One of the first Gentians to bloom in Ohio is the Yellowish Gentian, Gentiana alba.  Also known as Cream or Plain Gentian, it is listed as a threatened species in the state of Ohio only being currently found in Adams and Athens counties according to the Ohio Department of Natural Resources (ODNR).  I came across this species on the diverse and botanical wonderland that is the Edge of Appalachia preserve in Adams County, OH.  The flowers look like small, white, football shaped tubes but are actually 5 petals that hardly open when they are in full bloom.  The photograph above shows how tightly these 5 petal tips are wound.  As the flowers mature the tips loosen just enough to allow this plants chief pollinator, the bumblebee, to pry apart the petals to access its nectar reward and in the process pick up and deposit pollen, thus pollinating the flower.  The photographs below are an example of nearly mature blooms just starting to open.

Gentiana alba
Gentiana alba




The Yellowish Gentian resides in mesic prairies, savannas, grassy meadows and damp woods; which is where I found this particular population.  A small seep from the side of the hill has allowed these plants to continuously receive the amount of moisture they need to survive.  However with the natural progression and succession of nature in the forest opening these plants are at risk.  Without management of this spot; such as clearing the understory and opening the canopy so these plants can receive their high quota of sunlight, these very rare and beautiful plants will disappear.  Even more reason to manage this spot is the presence of two potentially threatened species: Tall Larkspur, Delphinium exaltatum and Lesser Ladies-tresses, Spiranthes ovalis, which I plan to discuss on a post in the future.   That's three rare, state listed species all within a few feet of each other, a very good reason to give this area some attention!


Gentiana andrewsii
The next species of Gentian is essentially a purplish blue version of the aforementioned Yellowish Gentian and shares some of its habits.  Bottle Gentian, Gentiana andrewsii, is a gorgeous fall bloomer that is found in high quality wetland areas such as moist prairies and forest openings, fens, moist thickets and swampy areas near bodies of water.  Funnily enough I stumbled across a large colony off it in full bloom in a wet ditch along my road in Athens county, a welcome surprise!  

Gentiana andrewsii
Gentiana andrewsii























These plants stand 1-2 feet tall at maturity and produce flower buds at the top of the stem as well as in the leaf axils on the upper sets of leaves.  The flowers in the pictures are fully matured and are never seen open, hence their common name.  Similar to the Yellowish Gentian, the Bottle Gentian has 5 petals whose tips are closed at the end.  The inside of the flower structure exhibits the tiny fringing on the tips of the 5 petals as well as the stamens and pistil.  Normally the stamens are up tight against the pistil but upon opening of the flower I caused them to spread out.  The dark blue vertical lines on the inside of the petals serve as nectar guides for the pollinating bumblebees.  The bees see them through the outside of the flower and know that inside lies a nutritious meal.  The following photographs show the process of the bumblebee forcing his way inside the flower which was fascinating to watch in person.  I found a comfortable spot to sit and waited patiently for a bumblebee to buzz close enough to my lens to capture his fascinating task.  As the bumblebee breaks into the flower he disappears inside to collect his prize and upon satisfaction backs up and slides out of the flower and continues on to the next.

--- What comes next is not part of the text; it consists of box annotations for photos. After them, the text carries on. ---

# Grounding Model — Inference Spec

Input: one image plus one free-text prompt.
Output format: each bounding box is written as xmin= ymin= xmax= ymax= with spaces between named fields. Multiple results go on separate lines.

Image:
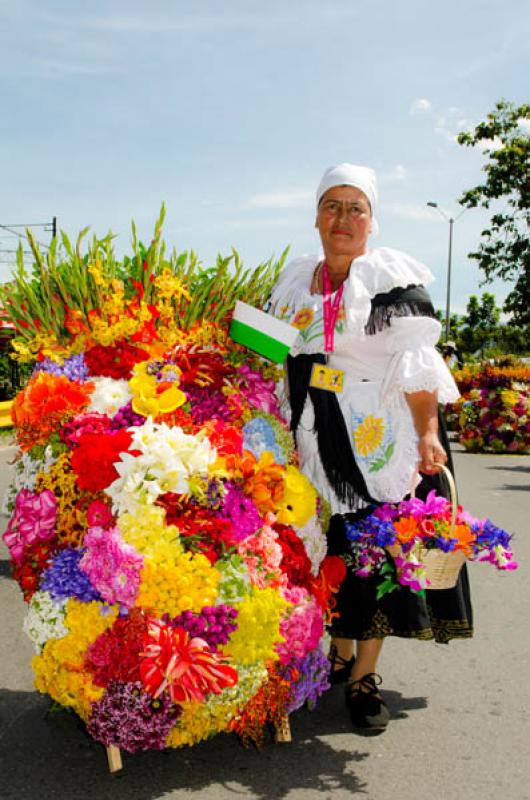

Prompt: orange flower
xmin=242 ymin=451 xmax=285 ymax=514
xmin=394 ymin=517 xmax=420 ymax=544
xmin=291 ymin=308 xmax=315 ymax=331
xmin=11 ymin=372 xmax=94 ymax=450
xmin=451 ymin=525 xmax=475 ymax=556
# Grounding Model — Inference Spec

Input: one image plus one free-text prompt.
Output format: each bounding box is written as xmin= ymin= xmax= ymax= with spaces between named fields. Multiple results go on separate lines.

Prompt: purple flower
xmin=186 ymin=386 xmax=232 ymax=425
xmin=39 ymin=548 xmax=101 ymax=603
xmin=33 ymin=353 xmax=89 ymax=383
xmin=110 ymin=400 xmax=145 ymax=431
xmin=219 ymin=482 xmax=263 ymax=542
xmin=282 ymin=647 xmax=330 ymax=713
xmin=87 ymin=681 xmax=182 ymax=753
xmin=164 ymin=603 xmax=237 ymax=652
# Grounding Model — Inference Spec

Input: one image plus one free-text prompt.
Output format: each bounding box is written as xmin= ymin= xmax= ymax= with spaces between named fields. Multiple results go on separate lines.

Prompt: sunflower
xmin=291 ymin=308 xmax=315 ymax=331
xmin=353 ymin=414 xmax=385 ymax=456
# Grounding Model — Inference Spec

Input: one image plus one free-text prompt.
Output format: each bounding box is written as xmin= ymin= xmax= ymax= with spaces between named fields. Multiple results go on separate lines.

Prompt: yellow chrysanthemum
xmin=353 ymin=414 xmax=385 ymax=456
xmin=32 ymin=599 xmax=118 ymax=719
xmin=136 ymin=553 xmax=221 ymax=617
xmin=276 ymin=465 xmax=317 ymax=528
xmin=291 ymin=308 xmax=315 ymax=331
xmin=501 ymin=389 xmax=519 ymax=408
xmin=129 ymin=361 xmax=186 ymax=418
xmin=166 ymin=664 xmax=267 ymax=747
xmin=223 ymin=587 xmax=291 ymax=664
xmin=118 ymin=504 xmax=184 ymax=564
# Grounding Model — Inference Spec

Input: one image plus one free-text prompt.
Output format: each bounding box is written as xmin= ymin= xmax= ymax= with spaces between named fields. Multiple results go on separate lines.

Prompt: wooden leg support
xmin=274 ymin=714 xmax=292 ymax=744
xmin=105 ymin=744 xmax=123 ymax=772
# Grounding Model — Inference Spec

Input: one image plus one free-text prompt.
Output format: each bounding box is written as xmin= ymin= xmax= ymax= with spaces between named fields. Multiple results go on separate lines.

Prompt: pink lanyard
xmin=322 ymin=261 xmax=344 ymax=353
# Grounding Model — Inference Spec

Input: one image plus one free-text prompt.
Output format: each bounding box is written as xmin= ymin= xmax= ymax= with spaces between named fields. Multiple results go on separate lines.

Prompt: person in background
xmin=441 ymin=342 xmax=464 ymax=371
xmin=269 ymin=163 xmax=472 ymax=731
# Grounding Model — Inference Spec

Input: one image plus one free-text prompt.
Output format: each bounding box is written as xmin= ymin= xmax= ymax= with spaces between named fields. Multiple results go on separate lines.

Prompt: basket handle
xmin=410 ymin=462 xmax=458 ymax=536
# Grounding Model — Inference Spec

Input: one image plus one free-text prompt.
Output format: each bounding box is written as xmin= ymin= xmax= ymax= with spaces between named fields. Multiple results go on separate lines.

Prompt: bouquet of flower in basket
xmin=453 ymin=365 xmax=530 ymax=453
xmin=3 ymin=209 xmax=341 ymax=752
xmin=346 ymin=491 xmax=517 ymax=597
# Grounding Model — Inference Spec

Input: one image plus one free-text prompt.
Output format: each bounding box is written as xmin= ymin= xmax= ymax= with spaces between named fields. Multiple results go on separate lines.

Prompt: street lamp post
xmin=427 ymin=201 xmax=466 ymax=342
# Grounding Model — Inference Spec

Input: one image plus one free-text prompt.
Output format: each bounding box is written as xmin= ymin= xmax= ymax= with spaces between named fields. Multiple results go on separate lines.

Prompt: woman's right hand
xmin=418 ymin=431 xmax=447 ymax=475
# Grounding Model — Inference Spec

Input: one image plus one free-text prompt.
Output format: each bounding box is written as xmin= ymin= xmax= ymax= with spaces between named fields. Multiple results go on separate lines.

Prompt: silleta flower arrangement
xmin=3 ymin=209 xmax=341 ymax=752
xmin=346 ymin=491 xmax=517 ymax=597
xmin=446 ymin=365 xmax=530 ymax=453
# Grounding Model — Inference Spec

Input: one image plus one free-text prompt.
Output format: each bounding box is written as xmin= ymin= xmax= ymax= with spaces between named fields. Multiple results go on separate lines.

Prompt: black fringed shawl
xmin=287 ymin=284 xmax=435 ymax=508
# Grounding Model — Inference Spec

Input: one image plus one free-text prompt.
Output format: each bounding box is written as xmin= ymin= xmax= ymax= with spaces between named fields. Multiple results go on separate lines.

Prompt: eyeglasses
xmin=318 ymin=200 xmax=370 ymax=217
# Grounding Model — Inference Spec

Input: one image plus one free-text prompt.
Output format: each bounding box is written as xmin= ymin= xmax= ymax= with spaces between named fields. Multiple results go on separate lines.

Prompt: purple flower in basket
xmin=282 ymin=647 xmax=330 ymax=714
xmin=39 ymin=548 xmax=101 ymax=603
xmin=399 ymin=489 xmax=451 ymax=519
xmin=87 ymin=681 xmax=182 ymax=753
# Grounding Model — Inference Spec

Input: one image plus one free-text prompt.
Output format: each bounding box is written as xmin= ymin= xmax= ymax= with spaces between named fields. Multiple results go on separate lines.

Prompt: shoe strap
xmin=328 ymin=644 xmax=352 ymax=670
xmin=348 ymin=672 xmax=383 ymax=694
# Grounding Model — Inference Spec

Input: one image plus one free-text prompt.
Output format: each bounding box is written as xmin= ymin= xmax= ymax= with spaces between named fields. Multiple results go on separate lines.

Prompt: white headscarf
xmin=317 ymin=162 xmax=379 ymax=234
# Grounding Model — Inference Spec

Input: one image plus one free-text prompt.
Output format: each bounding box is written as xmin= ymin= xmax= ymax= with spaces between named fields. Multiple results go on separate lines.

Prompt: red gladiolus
xmin=140 ymin=620 xmax=238 ymax=703
xmin=72 ymin=428 xmax=132 ymax=492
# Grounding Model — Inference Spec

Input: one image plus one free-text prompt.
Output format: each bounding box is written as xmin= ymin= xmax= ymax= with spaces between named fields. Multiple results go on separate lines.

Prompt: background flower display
xmin=3 ymin=209 xmax=340 ymax=752
xmin=448 ymin=364 xmax=530 ymax=453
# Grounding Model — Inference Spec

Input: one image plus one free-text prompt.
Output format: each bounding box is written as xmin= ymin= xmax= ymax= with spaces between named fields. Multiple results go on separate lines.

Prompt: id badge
xmin=309 ymin=364 xmax=344 ymax=393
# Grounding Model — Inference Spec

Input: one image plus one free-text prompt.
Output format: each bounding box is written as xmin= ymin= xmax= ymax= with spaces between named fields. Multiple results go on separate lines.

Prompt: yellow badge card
xmin=309 ymin=364 xmax=344 ymax=392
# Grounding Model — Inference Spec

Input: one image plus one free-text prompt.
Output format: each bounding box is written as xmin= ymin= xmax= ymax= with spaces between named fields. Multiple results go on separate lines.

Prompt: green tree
xmin=457 ymin=100 xmax=530 ymax=325
xmin=458 ymin=292 xmax=501 ymax=354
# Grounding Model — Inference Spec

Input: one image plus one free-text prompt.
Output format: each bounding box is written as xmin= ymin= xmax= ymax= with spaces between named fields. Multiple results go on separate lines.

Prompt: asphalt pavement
xmin=0 ymin=440 xmax=530 ymax=800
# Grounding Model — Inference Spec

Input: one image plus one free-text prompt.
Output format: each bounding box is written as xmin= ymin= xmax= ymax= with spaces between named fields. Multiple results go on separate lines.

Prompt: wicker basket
xmin=387 ymin=464 xmax=466 ymax=589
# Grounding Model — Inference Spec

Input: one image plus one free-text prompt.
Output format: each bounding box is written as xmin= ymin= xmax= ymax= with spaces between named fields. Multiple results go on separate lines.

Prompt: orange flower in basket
xmin=11 ymin=372 xmax=94 ymax=450
xmin=242 ymin=452 xmax=285 ymax=514
xmin=451 ymin=525 xmax=476 ymax=556
xmin=394 ymin=517 xmax=420 ymax=544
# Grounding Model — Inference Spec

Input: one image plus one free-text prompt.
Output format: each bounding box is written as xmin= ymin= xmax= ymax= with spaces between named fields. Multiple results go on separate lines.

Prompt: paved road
xmin=0 ymin=440 xmax=530 ymax=800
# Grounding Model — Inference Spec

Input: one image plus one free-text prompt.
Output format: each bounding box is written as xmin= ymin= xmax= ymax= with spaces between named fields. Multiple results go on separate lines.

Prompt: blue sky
xmin=0 ymin=0 xmax=530 ymax=311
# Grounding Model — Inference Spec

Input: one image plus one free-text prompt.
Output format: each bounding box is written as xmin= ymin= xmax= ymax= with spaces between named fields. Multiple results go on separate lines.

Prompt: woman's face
xmin=315 ymin=186 xmax=372 ymax=258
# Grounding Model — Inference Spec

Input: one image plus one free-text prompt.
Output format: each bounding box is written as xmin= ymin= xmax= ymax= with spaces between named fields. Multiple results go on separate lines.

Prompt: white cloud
xmin=383 ymin=203 xmax=434 ymax=222
xmin=248 ymin=189 xmax=314 ymax=208
xmin=480 ymin=136 xmax=504 ymax=150
xmin=409 ymin=97 xmax=432 ymax=114
xmin=380 ymin=164 xmax=407 ymax=183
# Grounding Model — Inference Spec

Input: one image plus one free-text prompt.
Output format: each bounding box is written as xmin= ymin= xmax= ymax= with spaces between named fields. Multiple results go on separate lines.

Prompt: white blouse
xmin=269 ymin=247 xmax=459 ymax=513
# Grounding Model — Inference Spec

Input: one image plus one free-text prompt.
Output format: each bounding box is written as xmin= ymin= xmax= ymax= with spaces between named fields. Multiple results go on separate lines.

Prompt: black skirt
xmin=327 ymin=428 xmax=473 ymax=643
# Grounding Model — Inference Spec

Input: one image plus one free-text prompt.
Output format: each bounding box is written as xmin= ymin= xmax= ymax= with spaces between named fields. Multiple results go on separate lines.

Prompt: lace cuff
xmin=382 ymin=317 xmax=460 ymax=404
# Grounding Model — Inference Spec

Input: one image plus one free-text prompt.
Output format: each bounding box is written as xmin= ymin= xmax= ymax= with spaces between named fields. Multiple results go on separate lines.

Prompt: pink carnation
xmin=276 ymin=586 xmax=324 ymax=664
xmin=3 ymin=489 xmax=57 ymax=563
xmin=61 ymin=411 xmax=112 ymax=449
xmin=239 ymin=364 xmax=280 ymax=417
xmin=79 ymin=527 xmax=144 ymax=608
xmin=237 ymin=525 xmax=287 ymax=589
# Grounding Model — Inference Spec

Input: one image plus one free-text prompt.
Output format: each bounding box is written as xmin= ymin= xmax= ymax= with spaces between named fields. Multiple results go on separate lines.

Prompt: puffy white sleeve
xmin=382 ymin=317 xmax=460 ymax=403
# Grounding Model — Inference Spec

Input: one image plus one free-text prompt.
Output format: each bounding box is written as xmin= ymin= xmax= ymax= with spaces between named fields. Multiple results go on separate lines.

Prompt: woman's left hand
xmin=418 ymin=431 xmax=447 ymax=475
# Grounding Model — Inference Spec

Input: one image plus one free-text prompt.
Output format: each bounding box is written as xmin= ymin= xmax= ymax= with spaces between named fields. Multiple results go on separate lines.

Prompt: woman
xmin=270 ymin=164 xmax=472 ymax=730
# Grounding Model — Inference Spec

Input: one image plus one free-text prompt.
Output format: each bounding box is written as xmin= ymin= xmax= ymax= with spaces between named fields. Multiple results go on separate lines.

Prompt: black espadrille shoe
xmin=328 ymin=644 xmax=355 ymax=686
xmin=345 ymin=672 xmax=390 ymax=732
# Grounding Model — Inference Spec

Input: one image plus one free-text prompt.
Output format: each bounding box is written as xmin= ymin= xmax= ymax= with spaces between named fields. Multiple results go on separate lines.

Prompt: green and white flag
xmin=230 ymin=300 xmax=299 ymax=364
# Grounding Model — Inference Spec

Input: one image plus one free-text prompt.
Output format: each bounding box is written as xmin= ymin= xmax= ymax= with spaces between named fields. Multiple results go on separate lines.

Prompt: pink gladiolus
xmin=239 ymin=364 xmax=280 ymax=416
xmin=3 ymin=489 xmax=57 ymax=563
xmin=79 ymin=527 xmax=144 ymax=608
xmin=87 ymin=500 xmax=114 ymax=528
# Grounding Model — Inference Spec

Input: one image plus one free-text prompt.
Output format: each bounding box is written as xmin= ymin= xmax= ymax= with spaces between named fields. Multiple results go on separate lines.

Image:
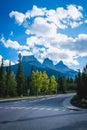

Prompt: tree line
xmin=0 ymin=54 xmax=78 ymax=97
xmin=76 ymin=65 xmax=87 ymax=100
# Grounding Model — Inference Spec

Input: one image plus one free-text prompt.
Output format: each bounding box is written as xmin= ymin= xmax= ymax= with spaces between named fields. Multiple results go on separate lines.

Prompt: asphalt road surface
xmin=0 ymin=94 xmax=87 ymax=130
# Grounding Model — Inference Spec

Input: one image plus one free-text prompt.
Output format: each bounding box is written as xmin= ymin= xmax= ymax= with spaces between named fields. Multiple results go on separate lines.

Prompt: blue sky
xmin=0 ymin=0 xmax=87 ymax=70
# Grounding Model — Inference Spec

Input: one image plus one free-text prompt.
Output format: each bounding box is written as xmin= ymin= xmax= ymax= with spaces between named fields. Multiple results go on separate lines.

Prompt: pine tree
xmin=49 ymin=75 xmax=57 ymax=93
xmin=16 ymin=53 xmax=26 ymax=96
xmin=8 ymin=72 xmax=17 ymax=97
xmin=0 ymin=59 xmax=6 ymax=97
xmin=41 ymin=71 xmax=49 ymax=94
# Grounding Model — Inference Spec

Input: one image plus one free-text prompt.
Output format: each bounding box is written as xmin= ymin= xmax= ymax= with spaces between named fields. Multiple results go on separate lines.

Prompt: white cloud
xmin=9 ymin=5 xmax=83 ymax=29
xmin=0 ymin=55 xmax=15 ymax=66
xmin=7 ymin=5 xmax=87 ymax=65
xmin=9 ymin=11 xmax=25 ymax=25
xmin=0 ymin=37 xmax=29 ymax=50
xmin=25 ymin=5 xmax=46 ymax=18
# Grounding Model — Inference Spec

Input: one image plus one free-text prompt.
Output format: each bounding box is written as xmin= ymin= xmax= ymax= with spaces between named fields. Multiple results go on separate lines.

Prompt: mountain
xmin=42 ymin=58 xmax=56 ymax=69
xmin=22 ymin=55 xmax=41 ymax=67
xmin=12 ymin=55 xmax=77 ymax=78
xmin=55 ymin=61 xmax=77 ymax=78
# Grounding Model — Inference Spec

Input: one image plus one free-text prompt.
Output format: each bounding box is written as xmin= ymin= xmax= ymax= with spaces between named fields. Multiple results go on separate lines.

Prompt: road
xmin=0 ymin=94 xmax=87 ymax=130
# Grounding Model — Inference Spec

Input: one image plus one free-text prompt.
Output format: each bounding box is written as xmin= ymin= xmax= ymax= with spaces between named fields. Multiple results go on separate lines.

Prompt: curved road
xmin=0 ymin=94 xmax=87 ymax=130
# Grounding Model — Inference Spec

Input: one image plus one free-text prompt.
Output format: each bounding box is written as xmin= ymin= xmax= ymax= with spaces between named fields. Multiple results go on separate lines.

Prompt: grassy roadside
xmin=71 ymin=95 xmax=87 ymax=109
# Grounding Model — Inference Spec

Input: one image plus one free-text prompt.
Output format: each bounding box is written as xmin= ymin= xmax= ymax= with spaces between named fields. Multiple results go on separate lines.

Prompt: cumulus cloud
xmin=0 ymin=36 xmax=29 ymax=50
xmin=0 ymin=55 xmax=15 ymax=66
xmin=9 ymin=11 xmax=25 ymax=25
xmin=6 ymin=5 xmax=87 ymax=65
xmin=9 ymin=5 xmax=83 ymax=29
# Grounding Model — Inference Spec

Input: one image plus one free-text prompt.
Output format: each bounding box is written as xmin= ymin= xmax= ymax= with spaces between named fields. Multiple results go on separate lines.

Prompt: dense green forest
xmin=0 ymin=54 xmax=87 ymax=98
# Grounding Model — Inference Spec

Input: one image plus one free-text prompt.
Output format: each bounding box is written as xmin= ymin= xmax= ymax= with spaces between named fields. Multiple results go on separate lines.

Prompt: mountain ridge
xmin=12 ymin=55 xmax=77 ymax=79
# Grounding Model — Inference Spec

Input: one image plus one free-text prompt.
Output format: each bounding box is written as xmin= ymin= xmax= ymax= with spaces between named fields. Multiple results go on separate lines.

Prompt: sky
xmin=0 ymin=0 xmax=87 ymax=70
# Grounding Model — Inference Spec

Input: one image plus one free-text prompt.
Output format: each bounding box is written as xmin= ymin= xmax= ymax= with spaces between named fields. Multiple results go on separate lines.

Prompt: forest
xmin=0 ymin=54 xmax=87 ymax=99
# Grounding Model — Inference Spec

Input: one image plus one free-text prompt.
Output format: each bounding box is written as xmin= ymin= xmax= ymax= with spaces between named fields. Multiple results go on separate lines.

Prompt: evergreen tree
xmin=31 ymin=70 xmax=42 ymax=96
xmin=58 ymin=76 xmax=65 ymax=93
xmin=16 ymin=53 xmax=26 ymax=96
xmin=49 ymin=75 xmax=57 ymax=93
xmin=0 ymin=59 xmax=6 ymax=97
xmin=8 ymin=72 xmax=17 ymax=97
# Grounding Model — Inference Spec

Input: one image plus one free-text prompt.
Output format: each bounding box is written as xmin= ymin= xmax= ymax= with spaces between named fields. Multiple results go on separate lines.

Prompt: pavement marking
xmin=38 ymin=107 xmax=45 ymax=110
xmin=0 ymin=106 xmax=69 ymax=112
xmin=46 ymin=108 xmax=52 ymax=111
xmin=53 ymin=108 xmax=60 ymax=111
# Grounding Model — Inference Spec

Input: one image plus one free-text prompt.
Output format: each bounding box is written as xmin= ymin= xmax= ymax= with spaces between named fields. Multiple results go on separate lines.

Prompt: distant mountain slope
xmin=12 ymin=55 xmax=77 ymax=78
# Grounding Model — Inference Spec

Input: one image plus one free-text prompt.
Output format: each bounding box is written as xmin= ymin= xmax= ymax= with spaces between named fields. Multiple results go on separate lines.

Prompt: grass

Many people complain about all the annoying, biting and stinging flying insects in nature and wish the world was rid of them.  How regretful and sorry those people would be if their desire came to fruition.  Without the bumblebees evolved relationship with the Bottle Gentian this plant would cease to exist and the bumblebee would be without a major food source.  Such inter-relationships are vitally important to just about all flowering plants and the countless numbers of insects.  Without those bothersome six legged fliers our world would be a much more bleak, barren and hungry place.

I hope you have enjoyed my first post and look forward to the many, many more to come covering all kinds of different flora and fauna!  If along my journey I can get just one person to care and become interested in our natural world and the conservation, preservation and protection of it then I will have done my job.  After all we are all just one person and look at the differences we, you can make!